I am having a problem understand a particular result in tensor calculus. It is quite a simple result. I shall set the scene.

It is possible to define a double contraction of two second order tensors $\displaystyle A, B$, which is given by

$\displaystyle A:B=trace(A^T B)$

Now we come onto the idea of taking the gradient of a scalar-valued function of a second order tensor. Consider $\displaystyle \phi(A)$ to be a scalar-valued function of second order tensors, $\displaystyle A$. It is a non-linear function, and we aim to approximate $\displaystyle \phi$ at $\displaystyle A$ by a linear function. Taylor expanding $\displaystyle \phi$ at $\displaystyle A$ apparently yields

$\displaystyle \phi(A+dA)=\phi(A)+d\phi + o(dA)$

where $\displaystyle d \phi$ is given by the double contraction:

$\displaystyle d\phi = \frac{\partial \phi(A)}{\partial A} : dA$

Now I have tried and tried to understand how this follows from some form of Taylor expansion, but I'm not getting anywhere. Can someone point me in the right direction?

Thanks,

Lind

Re: Tensor Calculus: total differential

The Taylor's expansion of a function, f(x), around $\displaystyle x= x_0$ is $\displaystyle f(x_0)+ f'(x_0)(x- x_0)+$ terms of order [tex]x^2[/itex] and higher. In particular, if we write $\displaystyle dx= x- x_0$ that becomes $\displaystyle f(x_0)+ f'(x_0)dx+ $ higher order terms in dA.

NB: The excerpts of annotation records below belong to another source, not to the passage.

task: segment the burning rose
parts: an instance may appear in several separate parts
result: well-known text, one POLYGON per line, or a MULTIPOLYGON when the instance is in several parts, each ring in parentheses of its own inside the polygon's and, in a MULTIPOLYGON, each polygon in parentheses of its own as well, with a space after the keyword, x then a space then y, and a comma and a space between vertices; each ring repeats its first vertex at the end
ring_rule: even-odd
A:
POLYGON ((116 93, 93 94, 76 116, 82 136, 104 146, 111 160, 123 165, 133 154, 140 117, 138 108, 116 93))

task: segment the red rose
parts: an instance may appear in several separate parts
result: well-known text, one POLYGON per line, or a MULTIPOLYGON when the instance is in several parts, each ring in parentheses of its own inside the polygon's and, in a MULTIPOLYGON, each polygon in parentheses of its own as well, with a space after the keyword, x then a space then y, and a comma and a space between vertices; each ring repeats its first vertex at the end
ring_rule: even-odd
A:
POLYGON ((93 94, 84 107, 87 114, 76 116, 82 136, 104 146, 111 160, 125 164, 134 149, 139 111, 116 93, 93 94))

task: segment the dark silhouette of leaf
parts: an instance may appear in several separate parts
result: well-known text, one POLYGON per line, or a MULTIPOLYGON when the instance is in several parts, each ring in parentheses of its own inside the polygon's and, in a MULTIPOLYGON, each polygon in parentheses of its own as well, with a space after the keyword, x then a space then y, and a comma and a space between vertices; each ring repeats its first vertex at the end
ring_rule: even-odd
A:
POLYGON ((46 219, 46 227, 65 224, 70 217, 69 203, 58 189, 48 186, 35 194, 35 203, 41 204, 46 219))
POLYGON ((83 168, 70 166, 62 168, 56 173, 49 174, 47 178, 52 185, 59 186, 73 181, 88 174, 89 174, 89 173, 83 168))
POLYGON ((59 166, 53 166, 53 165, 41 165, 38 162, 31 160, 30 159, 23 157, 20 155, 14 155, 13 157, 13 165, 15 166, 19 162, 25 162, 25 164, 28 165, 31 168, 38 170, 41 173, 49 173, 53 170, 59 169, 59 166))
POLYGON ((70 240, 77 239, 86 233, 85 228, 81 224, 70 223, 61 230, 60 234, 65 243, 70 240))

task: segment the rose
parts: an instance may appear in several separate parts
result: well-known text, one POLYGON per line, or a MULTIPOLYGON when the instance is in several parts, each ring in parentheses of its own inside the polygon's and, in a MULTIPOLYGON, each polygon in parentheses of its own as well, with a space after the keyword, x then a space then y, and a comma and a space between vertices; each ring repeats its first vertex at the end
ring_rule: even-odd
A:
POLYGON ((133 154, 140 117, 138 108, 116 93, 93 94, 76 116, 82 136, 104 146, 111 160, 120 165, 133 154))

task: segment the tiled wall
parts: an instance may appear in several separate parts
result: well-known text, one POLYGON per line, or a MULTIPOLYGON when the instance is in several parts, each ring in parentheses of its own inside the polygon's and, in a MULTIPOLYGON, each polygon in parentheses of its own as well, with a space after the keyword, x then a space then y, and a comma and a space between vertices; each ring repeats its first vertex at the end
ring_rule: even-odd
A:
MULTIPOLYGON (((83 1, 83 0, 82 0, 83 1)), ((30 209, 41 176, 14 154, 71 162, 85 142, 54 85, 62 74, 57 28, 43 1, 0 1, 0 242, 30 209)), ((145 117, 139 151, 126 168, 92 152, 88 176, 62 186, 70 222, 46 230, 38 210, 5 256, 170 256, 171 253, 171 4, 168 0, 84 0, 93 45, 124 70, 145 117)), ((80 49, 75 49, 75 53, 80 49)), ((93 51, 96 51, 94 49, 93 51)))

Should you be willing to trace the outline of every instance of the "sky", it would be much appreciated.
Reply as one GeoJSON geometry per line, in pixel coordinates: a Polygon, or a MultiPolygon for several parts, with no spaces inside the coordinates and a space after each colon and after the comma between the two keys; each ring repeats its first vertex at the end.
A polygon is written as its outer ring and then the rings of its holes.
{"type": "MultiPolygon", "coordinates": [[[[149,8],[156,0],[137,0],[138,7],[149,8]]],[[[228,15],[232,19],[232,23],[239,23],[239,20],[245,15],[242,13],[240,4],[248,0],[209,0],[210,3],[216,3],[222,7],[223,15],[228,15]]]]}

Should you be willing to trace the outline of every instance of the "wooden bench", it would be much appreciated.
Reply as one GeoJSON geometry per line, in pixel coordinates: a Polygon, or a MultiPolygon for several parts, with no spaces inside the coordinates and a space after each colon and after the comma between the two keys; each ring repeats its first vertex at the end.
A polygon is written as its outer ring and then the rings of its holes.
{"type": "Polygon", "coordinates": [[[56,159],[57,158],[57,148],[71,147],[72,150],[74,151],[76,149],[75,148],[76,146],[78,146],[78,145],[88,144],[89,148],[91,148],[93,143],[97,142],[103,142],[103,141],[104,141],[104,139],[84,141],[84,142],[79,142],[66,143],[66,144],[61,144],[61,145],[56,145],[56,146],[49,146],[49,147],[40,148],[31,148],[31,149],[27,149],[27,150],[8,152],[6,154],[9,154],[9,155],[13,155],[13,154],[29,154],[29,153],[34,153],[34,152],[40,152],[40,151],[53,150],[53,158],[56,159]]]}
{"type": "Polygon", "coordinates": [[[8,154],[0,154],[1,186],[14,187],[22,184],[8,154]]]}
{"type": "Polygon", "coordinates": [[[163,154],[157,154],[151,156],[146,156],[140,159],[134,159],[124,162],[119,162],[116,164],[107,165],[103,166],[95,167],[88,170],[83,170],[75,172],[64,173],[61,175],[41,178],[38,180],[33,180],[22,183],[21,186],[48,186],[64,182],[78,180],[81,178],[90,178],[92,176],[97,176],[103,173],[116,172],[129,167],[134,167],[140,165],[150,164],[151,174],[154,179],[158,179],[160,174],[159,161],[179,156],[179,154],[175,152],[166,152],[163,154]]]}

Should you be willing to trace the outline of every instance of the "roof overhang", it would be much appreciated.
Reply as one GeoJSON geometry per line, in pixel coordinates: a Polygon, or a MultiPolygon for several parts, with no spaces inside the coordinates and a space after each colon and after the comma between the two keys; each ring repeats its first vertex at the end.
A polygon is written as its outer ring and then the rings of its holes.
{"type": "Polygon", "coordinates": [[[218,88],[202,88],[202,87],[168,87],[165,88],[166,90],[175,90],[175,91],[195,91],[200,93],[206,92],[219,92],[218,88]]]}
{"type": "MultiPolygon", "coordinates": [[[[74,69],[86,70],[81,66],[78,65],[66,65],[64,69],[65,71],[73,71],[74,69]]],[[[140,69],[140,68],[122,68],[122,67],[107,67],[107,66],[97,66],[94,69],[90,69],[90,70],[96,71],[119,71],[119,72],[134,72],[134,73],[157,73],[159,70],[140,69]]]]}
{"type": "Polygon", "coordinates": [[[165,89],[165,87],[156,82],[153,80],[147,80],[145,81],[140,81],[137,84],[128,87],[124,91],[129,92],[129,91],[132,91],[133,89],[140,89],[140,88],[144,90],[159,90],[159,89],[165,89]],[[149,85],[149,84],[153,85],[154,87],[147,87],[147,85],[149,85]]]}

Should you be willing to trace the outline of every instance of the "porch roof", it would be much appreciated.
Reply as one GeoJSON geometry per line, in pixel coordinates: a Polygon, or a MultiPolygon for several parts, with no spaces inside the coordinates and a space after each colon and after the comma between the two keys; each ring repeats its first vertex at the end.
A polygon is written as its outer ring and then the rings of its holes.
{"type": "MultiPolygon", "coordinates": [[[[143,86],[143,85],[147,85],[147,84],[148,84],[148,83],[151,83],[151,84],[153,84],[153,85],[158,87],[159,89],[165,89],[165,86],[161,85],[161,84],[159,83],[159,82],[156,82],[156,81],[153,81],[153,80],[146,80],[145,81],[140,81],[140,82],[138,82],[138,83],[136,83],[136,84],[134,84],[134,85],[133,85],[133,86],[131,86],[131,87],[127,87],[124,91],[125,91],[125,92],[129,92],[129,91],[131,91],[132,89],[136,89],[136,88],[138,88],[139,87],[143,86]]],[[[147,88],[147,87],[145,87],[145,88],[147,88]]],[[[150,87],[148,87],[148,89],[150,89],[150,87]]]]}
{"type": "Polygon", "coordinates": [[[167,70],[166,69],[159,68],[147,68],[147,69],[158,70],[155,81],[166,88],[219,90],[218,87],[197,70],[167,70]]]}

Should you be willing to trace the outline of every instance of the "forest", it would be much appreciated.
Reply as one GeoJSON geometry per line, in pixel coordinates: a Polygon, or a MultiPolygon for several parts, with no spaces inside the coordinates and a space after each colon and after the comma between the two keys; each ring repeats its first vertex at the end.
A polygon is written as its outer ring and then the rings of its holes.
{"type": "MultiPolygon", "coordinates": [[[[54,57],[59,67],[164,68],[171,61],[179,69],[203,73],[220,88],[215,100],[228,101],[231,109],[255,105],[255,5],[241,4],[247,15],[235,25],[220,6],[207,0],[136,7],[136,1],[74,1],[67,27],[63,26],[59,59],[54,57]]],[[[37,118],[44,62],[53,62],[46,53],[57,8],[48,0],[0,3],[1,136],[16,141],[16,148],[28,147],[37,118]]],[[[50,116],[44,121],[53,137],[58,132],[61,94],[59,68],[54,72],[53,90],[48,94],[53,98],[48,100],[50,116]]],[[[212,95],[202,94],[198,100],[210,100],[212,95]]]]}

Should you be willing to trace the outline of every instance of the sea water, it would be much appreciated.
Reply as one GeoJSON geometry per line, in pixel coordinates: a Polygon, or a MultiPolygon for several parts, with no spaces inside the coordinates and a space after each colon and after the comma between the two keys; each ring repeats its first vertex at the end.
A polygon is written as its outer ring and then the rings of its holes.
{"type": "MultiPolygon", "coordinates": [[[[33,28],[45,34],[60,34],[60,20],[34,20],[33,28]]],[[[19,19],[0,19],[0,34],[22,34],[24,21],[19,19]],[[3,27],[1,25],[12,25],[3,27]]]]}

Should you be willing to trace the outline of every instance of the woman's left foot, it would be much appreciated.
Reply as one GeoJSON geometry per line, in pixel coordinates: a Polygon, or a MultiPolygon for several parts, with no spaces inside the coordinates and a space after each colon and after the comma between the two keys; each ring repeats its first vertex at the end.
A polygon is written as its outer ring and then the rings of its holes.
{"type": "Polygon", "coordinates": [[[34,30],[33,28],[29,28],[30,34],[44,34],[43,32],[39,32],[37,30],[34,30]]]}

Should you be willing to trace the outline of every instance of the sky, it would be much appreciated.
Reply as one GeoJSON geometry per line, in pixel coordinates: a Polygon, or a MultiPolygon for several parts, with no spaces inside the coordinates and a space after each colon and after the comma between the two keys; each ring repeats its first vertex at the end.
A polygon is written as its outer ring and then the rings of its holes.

That looks like just what you have.

Re: Tensor Calculus: total differential

HallsofIvy, thank you for your reply.

Thanks for clearing up the step about Taylor series expansion. My main question is, why does this term $\displaystyle \frac{\partial \phi(A)}{\partial A} dA $ end up being the double contraction given. I don't understand how these two things are related.